Impartió clases en Miane, Carpesica y San Fior. Su creatividad apostólica no estaba agotada: abrió un asilo, un comedor para niños sin recursos, y un taller. Sin olvidarse ni un segundo del voto de buscar siempre lo más perfecto tenía presente poner «toda la atención en ejercitar la santa indiferencia en todas las cosas» dando vía única a dos expresiones «el Fiat y el Deo gratias» tanto en las situaciones adversas, las que revistieran gravedad, como en los instantes felices.

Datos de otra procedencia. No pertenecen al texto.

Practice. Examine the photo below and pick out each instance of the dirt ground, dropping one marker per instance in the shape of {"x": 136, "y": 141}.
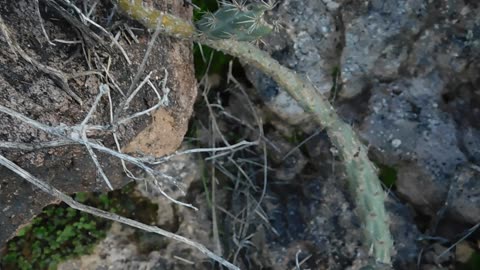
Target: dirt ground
{"x": 276, "y": 196}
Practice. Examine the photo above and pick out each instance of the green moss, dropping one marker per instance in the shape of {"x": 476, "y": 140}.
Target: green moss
{"x": 61, "y": 232}
{"x": 387, "y": 175}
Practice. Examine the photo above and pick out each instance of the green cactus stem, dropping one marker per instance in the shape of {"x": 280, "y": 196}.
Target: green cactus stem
{"x": 238, "y": 23}
{"x": 361, "y": 172}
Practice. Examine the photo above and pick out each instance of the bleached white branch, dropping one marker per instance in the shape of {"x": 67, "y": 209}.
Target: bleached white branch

Generalmente las obras destinadas a dar gloria a Dios no surgen sin más. En su origen hay todo un ejercicio de entrega de quien las impulsa: aflicción por las necesidades de los demás, que se anteponen a las particulares, un torrente de pasión incontenible que tiembla ante el despilfarro de la gracia divina, y un punzante anhelo de dejarse la vida literalmente, si es preciso, sembrando la semilla del evangelio por cualquier recodo. Si se ha contemplado el rostro de Dios en el otro, queda desterrado el legítimo descanso. Falta tiempo para atender al prójimo, para desgastarse en aras de ese amor incomparable que corre por las venas. Un apóstol no quiere ni pensar que tan solo uno de sus hermanos se pierda. Teresa había experimentado el sentimiento evangélico de ver en ellos al mismo Cristo. Por eso, mientras enseñaba dio los pasos oportunos para instituir una nueva fundación, materializada en 1930 en San Fior, y que implícitamente acogía estas vivencias de las que daba cuenta con su heroico quehacer.
Benedicto XVI, en la ceremonia de beatificación el 13 de noviembre de 2005, sintetizó sus elevados afanes con estas palabras: «…conquistada por el Rostro de Cristo, asimilo los sentimientos de dulce premura del Hijo de Dios hacia la humanidad desfigurada por el pecado, y lo concretó en gestos de compasión y después proyecto un Instituto con la finalidad de propagar, reparar, devolver la imagen del dulce Jesús en las almas». Su íntimo deseo era: «cada acto que realice con mis manos sea un trabajo continuo en torno al Corazón dulcísimo de mi Jesús…». Este Instituto de la Santa Faz tendría la finalidad de «… propagar, reparar y restaurar la imagen amable de Jesús en las almas».
En 1933 la beata instituyó la «Pía obra de socorro», y en 1936 abandonó la docencia. Entre tanto seguía con los trámites para el reconocimiento de su institución que llegó en 1947 después de haber sido recibida en audiencia por Pío XII en varias ocasiones. Al año siguiente se celebró el primer capítulo en el que salió elegida superiora general de forma unánime. Pero no pudo permanecer mucho tiempo en este oficio. Padecía diabetes, angina de pecho e hipertensión. En abril de 1951 sufrió un infarto; fue un aviso. El 28 de junio de ese año en Roma una nueva parada cardiaca terminó con su vida. Desde ese momento contemplaría, cara a cara y para siempre, el rostro de Dios.